Episode description:
World Bipolar Day is on March 30. Its aim is to bring world awareness to bipolar disorders and to eliminate social stigma and discrimination.
Joëlle Pouliot is a journalist and mental health advocate. She also lives with bipolar disorder. Her first mental health episode hit her at the age of 27 when she had returned from completing a master’s degree in journalism abroad. On the cusp of her future and a successful career, she suddenly found her mind oscillating between periods of deep depression followed by hyperactive mania that alienated her friends and family.
In this first episode in her series called BETTER, Joëlle’s closest caregivers–her divorced parents and younger brother–reflect on the early days of her illness. How they struggled to understand what was happening to their child and sibling. How they overextended themselves to care for her. And ultimately, how they learned to accept help for themselves and reimagine a future that is wildly different from the one they had previously imagined.

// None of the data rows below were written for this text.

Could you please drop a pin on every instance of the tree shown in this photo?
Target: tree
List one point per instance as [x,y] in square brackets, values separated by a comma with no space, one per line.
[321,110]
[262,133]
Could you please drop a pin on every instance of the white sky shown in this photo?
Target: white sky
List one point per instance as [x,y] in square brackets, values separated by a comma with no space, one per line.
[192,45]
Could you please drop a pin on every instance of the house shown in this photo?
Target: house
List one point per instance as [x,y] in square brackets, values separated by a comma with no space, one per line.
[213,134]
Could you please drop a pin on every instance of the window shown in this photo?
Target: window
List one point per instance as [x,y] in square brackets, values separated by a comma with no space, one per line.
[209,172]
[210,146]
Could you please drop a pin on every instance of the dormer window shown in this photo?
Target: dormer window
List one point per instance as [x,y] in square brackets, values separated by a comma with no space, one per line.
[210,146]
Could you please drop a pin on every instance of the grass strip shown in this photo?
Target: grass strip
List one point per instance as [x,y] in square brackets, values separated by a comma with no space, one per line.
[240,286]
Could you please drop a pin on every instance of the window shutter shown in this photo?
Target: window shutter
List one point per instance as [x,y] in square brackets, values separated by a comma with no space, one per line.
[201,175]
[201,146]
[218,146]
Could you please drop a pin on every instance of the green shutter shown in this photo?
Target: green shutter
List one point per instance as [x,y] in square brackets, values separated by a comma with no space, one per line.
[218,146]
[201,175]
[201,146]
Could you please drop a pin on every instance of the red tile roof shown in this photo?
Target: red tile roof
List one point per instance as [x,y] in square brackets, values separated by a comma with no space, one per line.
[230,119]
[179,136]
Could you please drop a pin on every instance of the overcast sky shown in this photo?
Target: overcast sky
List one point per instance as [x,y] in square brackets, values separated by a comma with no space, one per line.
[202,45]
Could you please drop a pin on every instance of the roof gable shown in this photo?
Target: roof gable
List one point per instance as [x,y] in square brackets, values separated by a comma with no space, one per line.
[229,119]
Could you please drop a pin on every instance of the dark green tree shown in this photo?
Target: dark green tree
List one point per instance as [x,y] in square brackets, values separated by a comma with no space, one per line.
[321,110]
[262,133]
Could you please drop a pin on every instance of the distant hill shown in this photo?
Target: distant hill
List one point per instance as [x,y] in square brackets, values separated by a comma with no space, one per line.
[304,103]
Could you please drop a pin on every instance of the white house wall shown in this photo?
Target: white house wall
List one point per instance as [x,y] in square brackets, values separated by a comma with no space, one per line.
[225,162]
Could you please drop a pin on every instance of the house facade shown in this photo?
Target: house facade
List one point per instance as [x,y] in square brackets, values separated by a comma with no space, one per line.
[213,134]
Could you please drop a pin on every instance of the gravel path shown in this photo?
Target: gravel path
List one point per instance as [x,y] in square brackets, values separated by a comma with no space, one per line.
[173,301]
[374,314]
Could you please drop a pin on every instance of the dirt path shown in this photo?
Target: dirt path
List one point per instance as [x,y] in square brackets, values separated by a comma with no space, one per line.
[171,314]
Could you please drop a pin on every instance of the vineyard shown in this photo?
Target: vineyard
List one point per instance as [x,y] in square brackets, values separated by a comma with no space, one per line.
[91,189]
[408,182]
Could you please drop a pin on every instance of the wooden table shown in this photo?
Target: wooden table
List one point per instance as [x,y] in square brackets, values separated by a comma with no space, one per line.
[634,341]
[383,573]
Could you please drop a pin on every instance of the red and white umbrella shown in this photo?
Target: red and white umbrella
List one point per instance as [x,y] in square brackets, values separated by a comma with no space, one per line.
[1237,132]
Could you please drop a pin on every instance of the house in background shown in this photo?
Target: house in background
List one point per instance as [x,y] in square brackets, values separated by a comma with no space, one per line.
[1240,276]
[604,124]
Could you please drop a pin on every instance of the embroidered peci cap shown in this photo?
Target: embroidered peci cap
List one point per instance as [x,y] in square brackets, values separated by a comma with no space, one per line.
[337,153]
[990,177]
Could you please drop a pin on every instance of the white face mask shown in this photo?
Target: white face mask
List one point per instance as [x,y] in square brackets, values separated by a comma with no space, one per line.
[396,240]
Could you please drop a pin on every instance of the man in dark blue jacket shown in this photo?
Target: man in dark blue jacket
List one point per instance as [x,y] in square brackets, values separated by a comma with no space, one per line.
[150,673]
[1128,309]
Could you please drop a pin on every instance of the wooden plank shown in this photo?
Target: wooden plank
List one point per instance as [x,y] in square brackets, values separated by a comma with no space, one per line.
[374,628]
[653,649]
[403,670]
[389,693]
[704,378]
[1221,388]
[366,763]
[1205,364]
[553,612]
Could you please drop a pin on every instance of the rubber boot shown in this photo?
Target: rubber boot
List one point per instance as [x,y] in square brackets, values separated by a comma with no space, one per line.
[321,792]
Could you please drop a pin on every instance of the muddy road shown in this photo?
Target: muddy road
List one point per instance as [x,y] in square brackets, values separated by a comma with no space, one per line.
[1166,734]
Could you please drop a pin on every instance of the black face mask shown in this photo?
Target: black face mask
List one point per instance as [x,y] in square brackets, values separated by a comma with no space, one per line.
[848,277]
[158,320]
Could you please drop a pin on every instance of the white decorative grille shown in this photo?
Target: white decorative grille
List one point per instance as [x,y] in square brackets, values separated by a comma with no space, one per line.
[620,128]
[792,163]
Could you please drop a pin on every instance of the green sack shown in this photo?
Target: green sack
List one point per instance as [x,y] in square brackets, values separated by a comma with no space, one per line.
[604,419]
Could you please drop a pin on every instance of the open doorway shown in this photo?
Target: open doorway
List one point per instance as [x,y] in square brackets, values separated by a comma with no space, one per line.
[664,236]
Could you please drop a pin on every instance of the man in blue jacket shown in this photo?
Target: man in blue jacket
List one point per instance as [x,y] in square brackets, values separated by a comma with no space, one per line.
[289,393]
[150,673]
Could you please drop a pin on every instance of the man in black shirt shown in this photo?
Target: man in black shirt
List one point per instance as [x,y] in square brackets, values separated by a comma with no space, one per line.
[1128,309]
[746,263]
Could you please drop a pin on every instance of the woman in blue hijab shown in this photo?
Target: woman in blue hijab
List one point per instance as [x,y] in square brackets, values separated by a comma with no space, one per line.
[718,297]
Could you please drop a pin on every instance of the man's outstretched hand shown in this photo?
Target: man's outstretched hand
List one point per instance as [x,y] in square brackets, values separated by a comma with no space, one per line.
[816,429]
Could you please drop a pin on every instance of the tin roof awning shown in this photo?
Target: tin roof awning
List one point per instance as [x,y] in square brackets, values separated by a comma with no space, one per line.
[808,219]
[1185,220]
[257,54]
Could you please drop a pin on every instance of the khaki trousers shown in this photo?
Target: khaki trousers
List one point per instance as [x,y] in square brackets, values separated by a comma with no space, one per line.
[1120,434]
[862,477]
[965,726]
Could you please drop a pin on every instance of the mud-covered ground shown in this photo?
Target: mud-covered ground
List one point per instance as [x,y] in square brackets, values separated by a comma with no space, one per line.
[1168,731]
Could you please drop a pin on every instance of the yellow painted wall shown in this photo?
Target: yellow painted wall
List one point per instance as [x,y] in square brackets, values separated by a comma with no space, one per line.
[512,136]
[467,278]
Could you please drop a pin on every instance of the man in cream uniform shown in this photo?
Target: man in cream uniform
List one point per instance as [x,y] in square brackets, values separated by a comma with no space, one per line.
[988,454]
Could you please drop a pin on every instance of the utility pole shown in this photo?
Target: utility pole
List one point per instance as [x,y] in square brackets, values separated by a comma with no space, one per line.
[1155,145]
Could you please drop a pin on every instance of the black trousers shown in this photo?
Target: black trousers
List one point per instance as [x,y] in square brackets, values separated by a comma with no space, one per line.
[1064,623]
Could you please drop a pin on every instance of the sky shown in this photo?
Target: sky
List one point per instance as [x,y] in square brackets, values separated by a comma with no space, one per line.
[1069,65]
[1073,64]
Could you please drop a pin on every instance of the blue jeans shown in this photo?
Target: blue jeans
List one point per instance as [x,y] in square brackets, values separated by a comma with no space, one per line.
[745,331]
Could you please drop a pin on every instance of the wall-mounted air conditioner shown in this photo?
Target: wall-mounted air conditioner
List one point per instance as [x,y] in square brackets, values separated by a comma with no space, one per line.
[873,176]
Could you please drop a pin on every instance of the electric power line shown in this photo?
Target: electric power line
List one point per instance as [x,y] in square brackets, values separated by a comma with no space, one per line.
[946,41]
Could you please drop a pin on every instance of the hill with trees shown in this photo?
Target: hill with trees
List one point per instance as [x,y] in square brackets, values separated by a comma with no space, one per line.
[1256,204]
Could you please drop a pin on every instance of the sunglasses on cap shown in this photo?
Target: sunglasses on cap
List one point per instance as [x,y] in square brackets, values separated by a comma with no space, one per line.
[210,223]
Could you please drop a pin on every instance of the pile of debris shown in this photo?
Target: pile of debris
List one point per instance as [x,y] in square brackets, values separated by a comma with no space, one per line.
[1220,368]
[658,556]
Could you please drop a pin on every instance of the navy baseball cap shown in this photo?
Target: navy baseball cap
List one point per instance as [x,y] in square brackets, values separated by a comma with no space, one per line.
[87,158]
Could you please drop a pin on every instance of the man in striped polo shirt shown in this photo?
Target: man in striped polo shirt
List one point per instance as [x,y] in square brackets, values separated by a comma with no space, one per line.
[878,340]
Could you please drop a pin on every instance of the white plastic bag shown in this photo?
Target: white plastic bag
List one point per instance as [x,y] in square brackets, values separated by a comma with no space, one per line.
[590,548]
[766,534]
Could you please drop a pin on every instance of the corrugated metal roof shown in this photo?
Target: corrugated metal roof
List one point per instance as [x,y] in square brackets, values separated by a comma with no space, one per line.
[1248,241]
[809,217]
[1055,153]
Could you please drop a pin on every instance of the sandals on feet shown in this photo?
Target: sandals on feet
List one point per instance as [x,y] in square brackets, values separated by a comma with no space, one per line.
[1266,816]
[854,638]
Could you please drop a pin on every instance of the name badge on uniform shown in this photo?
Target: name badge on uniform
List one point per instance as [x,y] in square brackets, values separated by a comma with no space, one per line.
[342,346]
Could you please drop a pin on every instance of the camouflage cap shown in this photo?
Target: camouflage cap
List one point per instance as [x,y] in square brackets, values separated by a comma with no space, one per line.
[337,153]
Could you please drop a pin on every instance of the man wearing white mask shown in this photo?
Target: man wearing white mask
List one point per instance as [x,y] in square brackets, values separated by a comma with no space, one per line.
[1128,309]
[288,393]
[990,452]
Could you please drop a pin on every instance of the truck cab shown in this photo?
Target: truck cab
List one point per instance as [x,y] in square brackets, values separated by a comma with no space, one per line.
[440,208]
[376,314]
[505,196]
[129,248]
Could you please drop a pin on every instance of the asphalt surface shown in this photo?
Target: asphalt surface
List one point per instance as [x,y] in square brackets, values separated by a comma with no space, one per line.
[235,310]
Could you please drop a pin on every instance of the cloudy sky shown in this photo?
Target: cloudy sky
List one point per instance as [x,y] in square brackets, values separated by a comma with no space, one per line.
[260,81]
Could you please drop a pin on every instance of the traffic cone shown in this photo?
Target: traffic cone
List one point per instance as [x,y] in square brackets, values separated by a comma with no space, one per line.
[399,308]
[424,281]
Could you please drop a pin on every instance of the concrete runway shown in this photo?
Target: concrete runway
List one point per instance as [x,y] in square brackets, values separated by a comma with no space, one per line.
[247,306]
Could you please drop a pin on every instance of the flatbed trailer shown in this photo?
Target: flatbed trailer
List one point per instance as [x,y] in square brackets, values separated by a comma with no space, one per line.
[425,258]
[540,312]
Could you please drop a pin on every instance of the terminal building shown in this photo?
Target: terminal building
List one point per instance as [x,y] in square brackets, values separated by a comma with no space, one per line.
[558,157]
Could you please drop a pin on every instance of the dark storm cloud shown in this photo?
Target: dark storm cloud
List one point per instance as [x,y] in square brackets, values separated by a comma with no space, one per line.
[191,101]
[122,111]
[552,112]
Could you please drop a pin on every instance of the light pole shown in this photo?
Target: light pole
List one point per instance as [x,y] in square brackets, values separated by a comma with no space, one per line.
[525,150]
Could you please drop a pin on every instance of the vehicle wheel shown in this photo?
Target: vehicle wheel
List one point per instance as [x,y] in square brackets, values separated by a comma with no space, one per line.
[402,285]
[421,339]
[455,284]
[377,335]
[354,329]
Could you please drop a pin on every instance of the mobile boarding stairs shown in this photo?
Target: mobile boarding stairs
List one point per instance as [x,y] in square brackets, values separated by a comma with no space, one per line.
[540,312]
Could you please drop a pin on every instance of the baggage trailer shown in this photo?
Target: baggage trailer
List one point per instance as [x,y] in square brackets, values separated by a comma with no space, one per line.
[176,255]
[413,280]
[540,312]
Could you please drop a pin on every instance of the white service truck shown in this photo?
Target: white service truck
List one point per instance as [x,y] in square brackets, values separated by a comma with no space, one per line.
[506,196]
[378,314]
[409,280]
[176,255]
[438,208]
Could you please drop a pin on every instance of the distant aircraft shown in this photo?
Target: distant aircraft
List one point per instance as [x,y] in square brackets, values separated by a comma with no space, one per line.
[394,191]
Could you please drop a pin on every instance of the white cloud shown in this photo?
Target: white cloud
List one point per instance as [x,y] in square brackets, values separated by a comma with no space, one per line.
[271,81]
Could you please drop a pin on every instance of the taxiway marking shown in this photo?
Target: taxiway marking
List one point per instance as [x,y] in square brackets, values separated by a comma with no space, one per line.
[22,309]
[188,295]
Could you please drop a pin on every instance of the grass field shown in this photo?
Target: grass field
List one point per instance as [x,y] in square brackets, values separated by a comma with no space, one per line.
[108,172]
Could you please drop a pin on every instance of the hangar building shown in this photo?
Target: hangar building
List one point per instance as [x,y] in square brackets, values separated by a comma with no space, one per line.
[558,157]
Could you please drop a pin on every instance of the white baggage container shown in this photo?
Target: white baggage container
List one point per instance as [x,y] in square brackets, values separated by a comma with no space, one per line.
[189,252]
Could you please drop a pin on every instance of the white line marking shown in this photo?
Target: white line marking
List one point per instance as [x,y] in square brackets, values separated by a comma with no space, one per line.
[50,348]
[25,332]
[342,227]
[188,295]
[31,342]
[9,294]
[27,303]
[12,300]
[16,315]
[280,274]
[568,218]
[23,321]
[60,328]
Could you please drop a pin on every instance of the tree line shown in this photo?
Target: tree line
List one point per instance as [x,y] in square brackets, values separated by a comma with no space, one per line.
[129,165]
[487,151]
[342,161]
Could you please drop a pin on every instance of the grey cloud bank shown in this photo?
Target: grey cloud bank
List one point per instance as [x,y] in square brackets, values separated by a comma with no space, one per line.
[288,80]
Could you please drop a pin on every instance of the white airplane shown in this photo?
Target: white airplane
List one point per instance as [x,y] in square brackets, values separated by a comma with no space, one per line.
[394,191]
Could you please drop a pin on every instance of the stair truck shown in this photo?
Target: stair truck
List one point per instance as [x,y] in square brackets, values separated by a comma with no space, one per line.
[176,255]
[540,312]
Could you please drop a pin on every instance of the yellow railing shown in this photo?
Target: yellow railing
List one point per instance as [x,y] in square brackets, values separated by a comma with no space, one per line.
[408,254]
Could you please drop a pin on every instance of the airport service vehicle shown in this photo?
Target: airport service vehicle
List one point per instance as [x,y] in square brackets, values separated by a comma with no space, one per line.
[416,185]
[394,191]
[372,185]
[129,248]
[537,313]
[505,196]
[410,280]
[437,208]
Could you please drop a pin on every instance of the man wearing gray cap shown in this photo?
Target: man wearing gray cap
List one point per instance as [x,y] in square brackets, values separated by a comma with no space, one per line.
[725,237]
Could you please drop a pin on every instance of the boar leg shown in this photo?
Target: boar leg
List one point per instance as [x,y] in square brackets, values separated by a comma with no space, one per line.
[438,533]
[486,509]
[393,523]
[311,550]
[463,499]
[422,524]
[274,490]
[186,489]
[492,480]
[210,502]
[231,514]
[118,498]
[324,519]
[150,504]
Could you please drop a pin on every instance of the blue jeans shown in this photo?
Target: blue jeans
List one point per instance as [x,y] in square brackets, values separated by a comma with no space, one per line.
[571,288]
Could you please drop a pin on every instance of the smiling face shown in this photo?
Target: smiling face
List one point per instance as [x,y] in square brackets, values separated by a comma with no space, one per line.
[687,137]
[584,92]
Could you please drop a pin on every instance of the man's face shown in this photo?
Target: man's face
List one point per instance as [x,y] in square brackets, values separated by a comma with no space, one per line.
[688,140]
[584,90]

Series description – BETTER
After a bipolar diagnosis derailed her life, journalist Joëlle Pouliot decided her only path towards recovery is to approach her illness as a reporter on a beat. Over the next half-decade, Joëlle documented the stories of a diverse group of Canadians suffering from mental illness and their caregivers — the friends, family, and community members who put their own lives on hold to look after loved ones. Using Joëlle’s experience and journals as a central story arc and punctuated by insights from AMI Quebec Executive Director (and Order of Canada recipient) Dr. Ella Amir, Better paints a candid picture of the reality of millions of Canadians who suffer from and care for people with mental illness.